Polls close in post-genocide Rwanda

Voting has ended in Rwanda’s first ever multi-party presidential election, a milestone in the nation’s rehabilitation after the 1994 genocide in which up to a million people died.

Vote for me ... Paul Kagame is tipped to win

Monday’s vote, which finished at 3pm (1300 GMT), went ahead peacefully and without incident, according to local authorities and observers from the European Union.

Incumbent President Paul Kagame of the Tutsi ethnic group, who heads the ruling Rwandan Patriotic Front (RPF), is widely tipped to win the poll, the first multi-party election in the tiny central African country since independence in 1962, and the first since the 1994 genocide in which up to one million Tutsis and moderate Hutus were slaughtered.

The main challenger to Kagame is former prime minister Faustin Twagiramungu, a moderate Hutu. A third, minor candidate, Jean-Nepomuscene Nayinzira, is also running.

The counting of the votes was due to start one hour after the closure of the polling stations. Early indications of results were expected Monday evening with provisional nationwide results due to be announced Tuesday by the National Electoral Commission .

Filled with hope

In the capital, Kigali, a school was turned into a polling station, nine years since it was the scene of one of the worst single massacres during the Rwanda genocide.

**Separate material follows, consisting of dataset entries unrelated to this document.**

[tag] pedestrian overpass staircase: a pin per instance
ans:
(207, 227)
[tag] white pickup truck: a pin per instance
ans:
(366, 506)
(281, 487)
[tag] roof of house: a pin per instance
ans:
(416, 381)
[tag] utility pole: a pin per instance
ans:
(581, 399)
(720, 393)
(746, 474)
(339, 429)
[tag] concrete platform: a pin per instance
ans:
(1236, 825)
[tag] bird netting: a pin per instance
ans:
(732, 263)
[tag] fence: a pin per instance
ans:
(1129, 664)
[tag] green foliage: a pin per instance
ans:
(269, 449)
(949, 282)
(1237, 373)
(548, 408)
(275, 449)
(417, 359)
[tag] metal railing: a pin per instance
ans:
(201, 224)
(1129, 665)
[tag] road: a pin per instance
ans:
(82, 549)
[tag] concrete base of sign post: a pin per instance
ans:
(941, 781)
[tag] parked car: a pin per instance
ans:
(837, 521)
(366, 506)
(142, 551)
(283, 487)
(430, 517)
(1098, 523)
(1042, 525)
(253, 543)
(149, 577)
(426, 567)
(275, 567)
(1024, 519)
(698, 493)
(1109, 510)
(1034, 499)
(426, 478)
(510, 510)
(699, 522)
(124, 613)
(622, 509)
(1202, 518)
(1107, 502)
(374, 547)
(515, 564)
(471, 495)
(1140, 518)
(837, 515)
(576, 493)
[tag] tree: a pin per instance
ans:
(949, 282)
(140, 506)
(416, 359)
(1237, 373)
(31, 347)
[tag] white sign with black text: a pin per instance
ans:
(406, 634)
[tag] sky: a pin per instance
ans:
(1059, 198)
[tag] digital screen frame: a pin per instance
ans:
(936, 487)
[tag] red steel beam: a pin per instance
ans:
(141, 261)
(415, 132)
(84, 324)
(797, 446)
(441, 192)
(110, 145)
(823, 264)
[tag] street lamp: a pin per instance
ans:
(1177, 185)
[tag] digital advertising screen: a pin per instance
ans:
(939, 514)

“Coming here to elect our president fills me with hope,” said one young voter, waiting in a line of hundreds of people waiting to cast their ballots at the Kicukiro technical high school (ETO). 
 

“I am going to vote for the man who has brought us peace for these last nine years”

Dassan Niyibizi,
Rwandan voter

Polling monitor Hermogene Higaniro said that for those who survived the genocide, “coming here to vote is something like a symbol that allows them to turn the page.”

It was at this school that some 2500 people sought the protection of UN peacekeepers a few days into the 100 days of bloodletting that would claim up to a million lives between April and July 1994.

Scene of slaughter

A report by the human rights organization African Rights detailed what happened next:

“The Belgian (UN) contingent abruptly pulled out from the ETO on April 11 and the massacre of hundreds of civilians began even before the cloud of dust raised by the departure of the vehicles had time to settle.”

Many of the refugees were murdered at the school, and most of the others were marched off and killed at a second site an hour away.

Juvenal Arawujo, 23, one of the few survivors of the massacre at the school, told the French news agency AFP, “The Belgian soldiers abandoned us. They did nothing to protect us.”

Secret ballot

Many of the 9000 voters registered at the polling station were clearly pro-Kagame but had abandoned their T-shirts and baseball caps bearing his image out of respect for the secret ballot.

Women put on their Sunday best, and many protected themselves from the sun with colorful parasols.

“I am going to vote for the man who has brought us peace for these last nine years,” said Dassan Niyibizi.

Some four million Rwandans, or about half the population, were eligible to vote in the polls.